Imax docu for space station

WASHINGTON — The Imax Corp. and the National Aeronautics & Space Administration have signed a deal for a 3-D documentary on the construction of the international space station.

The documentary will be shot with the same large-format Imax film used on “Mission to Mir,” a 2-D documentary that premiered Monday at the National Air and Space Museum in Washington. The deal is just the latest in the ongoing relationship between NASA and Imax, which has resulted in four previous films.

“The building of the space station is one of the great challenges of our lifetime and will really capture the public’s imagination,” Richard Gelfond, co-CEO of Imax, said. Among the countries participating in the space project are the U.S., Russia, Canada and several European nations.

Like other Imax films, including “Mission to Mir,” the documentary on the international space station will be shown exclusively at the 153 Imax theaters around the world.

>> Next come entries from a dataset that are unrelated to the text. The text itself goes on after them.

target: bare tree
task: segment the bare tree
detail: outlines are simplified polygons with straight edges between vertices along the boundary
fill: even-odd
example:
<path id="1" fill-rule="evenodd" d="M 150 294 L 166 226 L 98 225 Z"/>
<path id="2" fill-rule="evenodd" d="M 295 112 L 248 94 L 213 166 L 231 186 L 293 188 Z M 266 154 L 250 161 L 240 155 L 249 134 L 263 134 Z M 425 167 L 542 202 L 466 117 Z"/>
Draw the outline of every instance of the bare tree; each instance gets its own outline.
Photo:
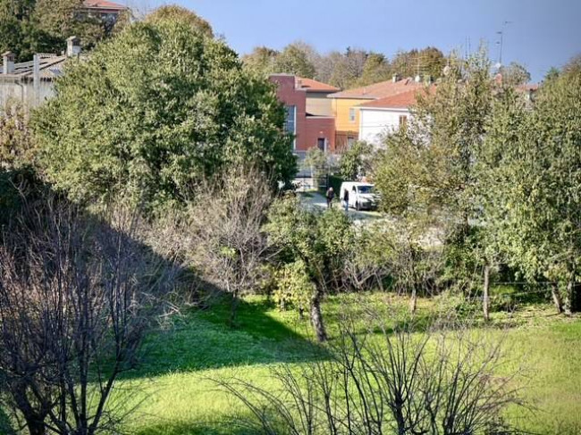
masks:
<path id="1" fill-rule="evenodd" d="M 26 205 L 0 246 L 3 399 L 34 435 L 90 435 L 124 416 L 110 397 L 135 366 L 175 270 L 136 212 Z M 119 405 L 119 404 L 117 404 Z"/>
<path id="2" fill-rule="evenodd" d="M 274 369 L 276 390 L 218 381 L 253 415 L 240 423 L 267 434 L 500 433 L 503 411 L 523 405 L 501 339 L 461 324 L 392 332 L 375 314 L 340 326 L 319 359 Z"/>
<path id="3" fill-rule="evenodd" d="M 196 192 L 182 229 L 184 252 L 206 280 L 232 295 L 232 326 L 240 297 L 257 289 L 270 255 L 262 227 L 272 187 L 258 171 L 239 167 Z"/>

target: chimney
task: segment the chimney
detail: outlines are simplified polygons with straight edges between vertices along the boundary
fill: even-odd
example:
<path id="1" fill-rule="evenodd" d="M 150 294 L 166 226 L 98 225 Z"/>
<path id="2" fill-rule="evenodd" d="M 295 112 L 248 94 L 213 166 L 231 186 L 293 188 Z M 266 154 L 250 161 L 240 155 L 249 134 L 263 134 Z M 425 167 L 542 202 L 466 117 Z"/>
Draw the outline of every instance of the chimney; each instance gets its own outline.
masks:
<path id="1" fill-rule="evenodd" d="M 13 74 L 14 72 L 14 54 L 10 51 L 4 53 L 2 54 L 2 72 L 4 74 Z"/>
<path id="2" fill-rule="evenodd" d="M 66 40 L 66 55 L 73 57 L 80 54 L 80 39 L 77 37 L 67 38 Z"/>

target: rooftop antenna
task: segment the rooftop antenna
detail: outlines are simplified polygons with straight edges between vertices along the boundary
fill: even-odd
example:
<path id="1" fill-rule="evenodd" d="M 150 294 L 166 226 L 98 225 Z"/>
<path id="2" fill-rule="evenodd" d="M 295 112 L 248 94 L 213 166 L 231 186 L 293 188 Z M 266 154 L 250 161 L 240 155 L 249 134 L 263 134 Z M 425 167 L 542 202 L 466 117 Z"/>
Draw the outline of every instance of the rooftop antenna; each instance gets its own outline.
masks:
<path id="1" fill-rule="evenodd" d="M 498 63 L 496 64 L 496 67 L 498 69 L 501 69 L 502 66 L 502 46 L 504 45 L 504 28 L 506 27 L 507 24 L 511 24 L 512 21 L 503 21 L 502 22 L 502 28 L 501 30 L 497 31 L 497 35 L 501 35 L 501 40 L 496 41 L 496 44 L 501 46 L 501 49 L 499 51 L 499 56 L 498 56 Z"/>

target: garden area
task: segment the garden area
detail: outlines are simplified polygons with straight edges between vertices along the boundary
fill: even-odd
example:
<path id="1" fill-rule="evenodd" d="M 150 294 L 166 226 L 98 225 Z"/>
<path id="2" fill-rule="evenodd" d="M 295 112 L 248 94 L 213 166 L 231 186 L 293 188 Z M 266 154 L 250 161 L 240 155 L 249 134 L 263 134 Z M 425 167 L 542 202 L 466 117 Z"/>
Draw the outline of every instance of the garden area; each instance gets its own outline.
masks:
<path id="1" fill-rule="evenodd" d="M 407 300 L 375 293 L 338 296 L 324 304 L 331 340 L 336 337 L 336 319 L 356 302 L 389 304 L 410 320 Z M 414 322 L 434 314 L 437 301 L 421 299 Z M 136 380 L 138 389 L 122 393 L 138 405 L 127 422 L 131 433 L 243 434 L 252 433 L 234 417 L 249 412 L 216 384 L 216 380 L 240 378 L 263 388 L 280 388 L 273 367 L 308 364 L 319 354 L 307 321 L 295 312 L 281 312 L 265 297 L 253 297 L 240 305 L 240 326 L 226 326 L 228 305 L 192 312 L 166 331 L 148 338 L 144 364 Z M 393 322 L 390 319 L 389 322 Z M 581 429 L 577 412 L 581 402 L 581 322 L 562 319 L 550 305 L 523 304 L 514 313 L 493 314 L 482 326 L 504 339 L 510 364 L 524 364 L 522 377 L 527 408 L 507 412 L 517 428 L 526 433 L 575 434 Z M 420 333 L 420 332 L 418 332 Z"/>

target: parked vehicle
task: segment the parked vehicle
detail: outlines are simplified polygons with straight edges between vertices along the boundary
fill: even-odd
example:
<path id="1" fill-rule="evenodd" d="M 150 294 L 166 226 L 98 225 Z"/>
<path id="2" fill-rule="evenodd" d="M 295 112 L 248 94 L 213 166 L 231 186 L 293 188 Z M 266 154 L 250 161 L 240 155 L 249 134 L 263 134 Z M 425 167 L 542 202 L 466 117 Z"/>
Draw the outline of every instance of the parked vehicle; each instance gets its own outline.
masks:
<path id="1" fill-rule="evenodd" d="M 340 198 L 345 197 L 349 190 L 349 206 L 356 210 L 375 210 L 377 208 L 379 197 L 375 193 L 374 185 L 357 181 L 346 181 L 341 185 Z"/>

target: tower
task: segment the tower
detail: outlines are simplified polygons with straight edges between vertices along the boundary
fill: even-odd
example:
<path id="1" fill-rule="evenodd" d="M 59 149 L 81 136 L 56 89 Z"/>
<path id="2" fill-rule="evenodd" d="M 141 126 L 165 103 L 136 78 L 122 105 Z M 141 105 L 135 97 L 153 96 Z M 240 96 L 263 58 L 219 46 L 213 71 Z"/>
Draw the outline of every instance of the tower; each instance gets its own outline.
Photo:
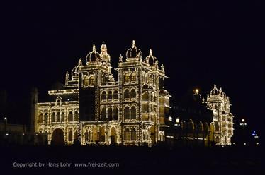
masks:
<path id="1" fill-rule="evenodd" d="M 34 88 L 31 90 L 30 97 L 30 132 L 37 132 L 38 121 L 38 89 Z"/>
<path id="2" fill-rule="evenodd" d="M 207 107 L 213 111 L 213 122 L 210 123 L 210 138 L 217 145 L 231 145 L 233 135 L 233 115 L 230 112 L 229 97 L 216 85 L 210 95 L 207 95 Z"/>

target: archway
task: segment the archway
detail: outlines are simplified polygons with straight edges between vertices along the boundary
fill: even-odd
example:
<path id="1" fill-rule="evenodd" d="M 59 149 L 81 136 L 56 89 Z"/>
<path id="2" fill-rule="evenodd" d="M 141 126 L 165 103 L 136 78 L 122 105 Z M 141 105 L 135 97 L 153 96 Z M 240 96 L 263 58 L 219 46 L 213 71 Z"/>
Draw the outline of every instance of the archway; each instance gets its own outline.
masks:
<path id="1" fill-rule="evenodd" d="M 111 130 L 111 145 L 115 145 L 117 143 L 117 131 L 113 127 Z"/>
<path id="2" fill-rule="evenodd" d="M 154 145 L 154 143 L 155 143 L 155 135 L 154 135 L 155 129 L 154 129 L 154 126 L 152 126 L 150 128 L 150 135 L 151 135 L 152 145 Z"/>
<path id="3" fill-rule="evenodd" d="M 53 131 L 51 144 L 54 145 L 64 145 L 64 131 L 62 129 L 57 128 Z"/>

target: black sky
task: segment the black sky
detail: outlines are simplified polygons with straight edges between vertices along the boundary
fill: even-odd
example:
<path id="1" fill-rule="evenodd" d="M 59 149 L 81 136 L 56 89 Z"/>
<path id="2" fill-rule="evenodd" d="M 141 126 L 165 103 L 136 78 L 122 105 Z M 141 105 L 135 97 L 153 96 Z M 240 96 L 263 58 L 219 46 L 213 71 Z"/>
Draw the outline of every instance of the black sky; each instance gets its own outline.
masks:
<path id="1" fill-rule="evenodd" d="M 2 4 L 1 89 L 18 102 L 32 87 L 45 95 L 93 44 L 99 52 L 105 41 L 115 68 L 135 40 L 144 57 L 151 48 L 164 64 L 172 100 L 195 88 L 205 96 L 216 83 L 230 97 L 235 122 L 244 118 L 261 128 L 264 55 L 258 1 L 124 1 Z"/>

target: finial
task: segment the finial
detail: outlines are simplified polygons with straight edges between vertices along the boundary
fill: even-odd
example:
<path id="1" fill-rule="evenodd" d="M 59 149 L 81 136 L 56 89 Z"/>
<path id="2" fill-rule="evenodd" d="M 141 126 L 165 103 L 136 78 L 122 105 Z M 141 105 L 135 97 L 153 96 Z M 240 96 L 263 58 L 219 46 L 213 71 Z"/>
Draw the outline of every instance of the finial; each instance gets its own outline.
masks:
<path id="1" fill-rule="evenodd" d="M 162 70 L 163 71 L 164 71 L 164 64 L 161 65 L 161 70 Z"/>
<path id="2" fill-rule="evenodd" d="M 136 47 L 135 41 L 132 40 L 132 48 L 135 48 L 135 47 Z"/>
<path id="3" fill-rule="evenodd" d="M 119 61 L 123 62 L 123 56 L 120 54 Z"/>
<path id="4" fill-rule="evenodd" d="M 79 61 L 78 61 L 78 66 L 83 66 L 82 64 L 82 59 L 79 59 Z"/>
<path id="5" fill-rule="evenodd" d="M 153 56 L 153 54 L 152 53 L 152 49 L 151 49 L 149 50 L 149 56 Z"/>

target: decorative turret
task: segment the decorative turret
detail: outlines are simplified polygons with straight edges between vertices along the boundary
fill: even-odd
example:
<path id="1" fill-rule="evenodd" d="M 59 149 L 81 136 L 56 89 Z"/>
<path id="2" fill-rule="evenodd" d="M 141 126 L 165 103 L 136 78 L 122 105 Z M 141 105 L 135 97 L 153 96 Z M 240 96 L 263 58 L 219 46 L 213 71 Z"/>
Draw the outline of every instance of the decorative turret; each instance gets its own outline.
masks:
<path id="1" fill-rule="evenodd" d="M 152 49 L 149 50 L 149 55 L 145 58 L 145 62 L 150 66 L 158 66 L 157 59 L 153 56 Z"/>
<path id="2" fill-rule="evenodd" d="M 89 63 L 98 63 L 101 60 L 100 54 L 96 51 L 95 44 L 93 44 L 92 52 L 86 55 L 86 64 Z"/>
<path id="3" fill-rule="evenodd" d="M 126 57 L 128 61 L 130 59 L 142 60 L 142 51 L 137 48 L 135 40 L 132 41 L 132 47 L 127 50 Z"/>

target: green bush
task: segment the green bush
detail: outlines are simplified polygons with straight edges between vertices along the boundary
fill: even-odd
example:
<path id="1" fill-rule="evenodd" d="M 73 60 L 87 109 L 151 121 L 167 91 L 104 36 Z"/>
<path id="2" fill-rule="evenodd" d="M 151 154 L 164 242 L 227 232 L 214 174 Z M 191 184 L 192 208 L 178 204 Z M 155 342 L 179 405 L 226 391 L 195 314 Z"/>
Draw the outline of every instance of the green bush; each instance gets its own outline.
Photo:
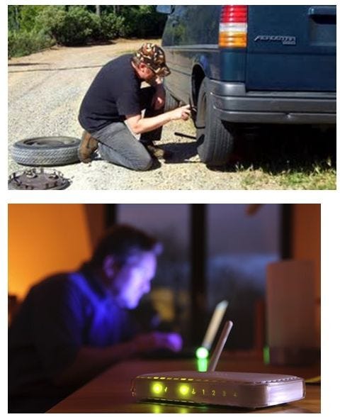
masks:
<path id="1" fill-rule="evenodd" d="M 57 43 L 65 45 L 86 44 L 100 31 L 100 18 L 84 6 L 45 7 L 37 19 Z"/>
<path id="2" fill-rule="evenodd" d="M 8 57 L 28 55 L 50 48 L 53 43 L 52 39 L 43 32 L 11 30 L 8 32 Z"/>
<path id="3" fill-rule="evenodd" d="M 110 40 L 120 35 L 124 28 L 125 18 L 114 13 L 103 13 L 100 19 L 100 28 L 94 38 L 99 40 Z"/>
<path id="4" fill-rule="evenodd" d="M 125 25 L 120 35 L 125 38 L 161 36 L 166 20 L 166 15 L 156 11 L 154 6 L 130 6 L 122 10 Z"/>

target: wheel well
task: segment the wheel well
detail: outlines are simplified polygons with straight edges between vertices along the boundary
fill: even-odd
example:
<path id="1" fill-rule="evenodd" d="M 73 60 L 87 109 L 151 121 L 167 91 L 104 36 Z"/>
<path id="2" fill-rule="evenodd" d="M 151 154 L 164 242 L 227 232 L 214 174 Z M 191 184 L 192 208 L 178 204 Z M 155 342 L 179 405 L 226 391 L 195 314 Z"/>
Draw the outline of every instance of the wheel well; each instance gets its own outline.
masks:
<path id="1" fill-rule="evenodd" d="M 200 65 L 196 65 L 193 69 L 191 76 L 191 98 L 194 106 L 197 106 L 198 92 L 202 82 L 205 77 L 205 74 Z"/>

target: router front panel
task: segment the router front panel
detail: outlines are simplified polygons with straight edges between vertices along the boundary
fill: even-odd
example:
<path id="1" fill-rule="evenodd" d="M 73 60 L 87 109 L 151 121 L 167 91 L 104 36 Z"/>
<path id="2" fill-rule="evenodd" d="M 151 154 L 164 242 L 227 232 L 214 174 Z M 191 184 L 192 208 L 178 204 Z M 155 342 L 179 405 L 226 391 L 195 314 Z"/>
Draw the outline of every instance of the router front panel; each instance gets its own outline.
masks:
<path id="1" fill-rule="evenodd" d="M 302 399 L 305 382 L 290 375 L 176 372 L 140 375 L 132 392 L 139 400 L 256 408 Z"/>

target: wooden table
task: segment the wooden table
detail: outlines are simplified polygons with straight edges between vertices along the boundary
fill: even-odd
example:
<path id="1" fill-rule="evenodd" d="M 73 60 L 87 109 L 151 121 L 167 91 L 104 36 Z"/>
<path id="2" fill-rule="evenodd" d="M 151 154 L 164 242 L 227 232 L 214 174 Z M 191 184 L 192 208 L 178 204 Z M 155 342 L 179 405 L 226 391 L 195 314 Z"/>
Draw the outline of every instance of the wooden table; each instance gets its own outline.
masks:
<path id="1" fill-rule="evenodd" d="M 49 413 L 320 413 L 319 384 L 307 384 L 304 399 L 256 410 L 232 407 L 138 402 L 132 396 L 131 380 L 141 374 L 173 370 L 196 370 L 194 360 L 131 360 L 103 372 Z M 320 374 L 319 366 L 309 367 L 264 365 L 259 359 L 229 357 L 221 360 L 217 371 L 285 374 L 310 378 Z"/>

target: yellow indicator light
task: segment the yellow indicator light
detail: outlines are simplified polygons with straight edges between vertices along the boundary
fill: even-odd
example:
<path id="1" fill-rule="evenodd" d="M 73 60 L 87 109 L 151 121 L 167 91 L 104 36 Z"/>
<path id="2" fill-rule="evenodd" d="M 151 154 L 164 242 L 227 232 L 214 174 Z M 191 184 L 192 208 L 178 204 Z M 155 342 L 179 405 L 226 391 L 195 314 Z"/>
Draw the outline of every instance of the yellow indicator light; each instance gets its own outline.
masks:
<path id="1" fill-rule="evenodd" d="M 189 394 L 190 387 L 186 384 L 181 384 L 178 387 L 178 391 L 181 395 L 186 396 Z"/>
<path id="2" fill-rule="evenodd" d="M 159 395 L 163 392 L 163 384 L 161 382 L 154 382 L 151 385 L 151 391 L 152 394 L 155 394 L 156 395 Z"/>
<path id="3" fill-rule="evenodd" d="M 222 48 L 246 48 L 246 33 L 221 32 L 219 45 Z"/>

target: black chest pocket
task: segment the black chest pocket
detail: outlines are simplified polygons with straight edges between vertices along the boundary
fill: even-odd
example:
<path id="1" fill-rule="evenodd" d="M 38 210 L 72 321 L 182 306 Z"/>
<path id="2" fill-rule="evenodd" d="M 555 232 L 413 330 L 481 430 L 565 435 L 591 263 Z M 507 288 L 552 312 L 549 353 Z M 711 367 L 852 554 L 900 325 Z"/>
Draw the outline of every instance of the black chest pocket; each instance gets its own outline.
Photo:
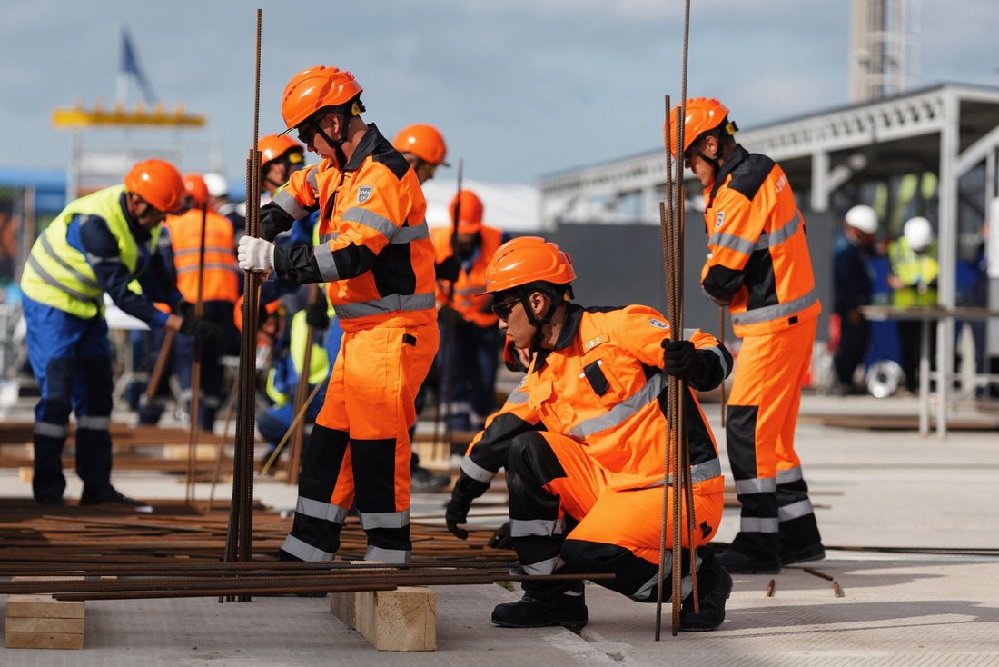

The Imax space documentaries are shot by astronauts who have been trained for the large-format film. The Imax image is 10 times the size of standard 35mm film and three times the size of the image of regular 70 mm film.

During construction

For the space station project, Imax is developing a new 3-D camera which will be used during construction. In order to see the 3-D effects, audiences must wear special glasses developed by Imax for Imax theaters. Twenty-nine of Imax’s 153 theaters have the ability to show 3-D films.

The orbiting construction project is expected to begin in 1998 and scheduled for completion in 2002. The film also received backing from Lockheed Martin, which has also sponsored the four previous Imax space documentaries.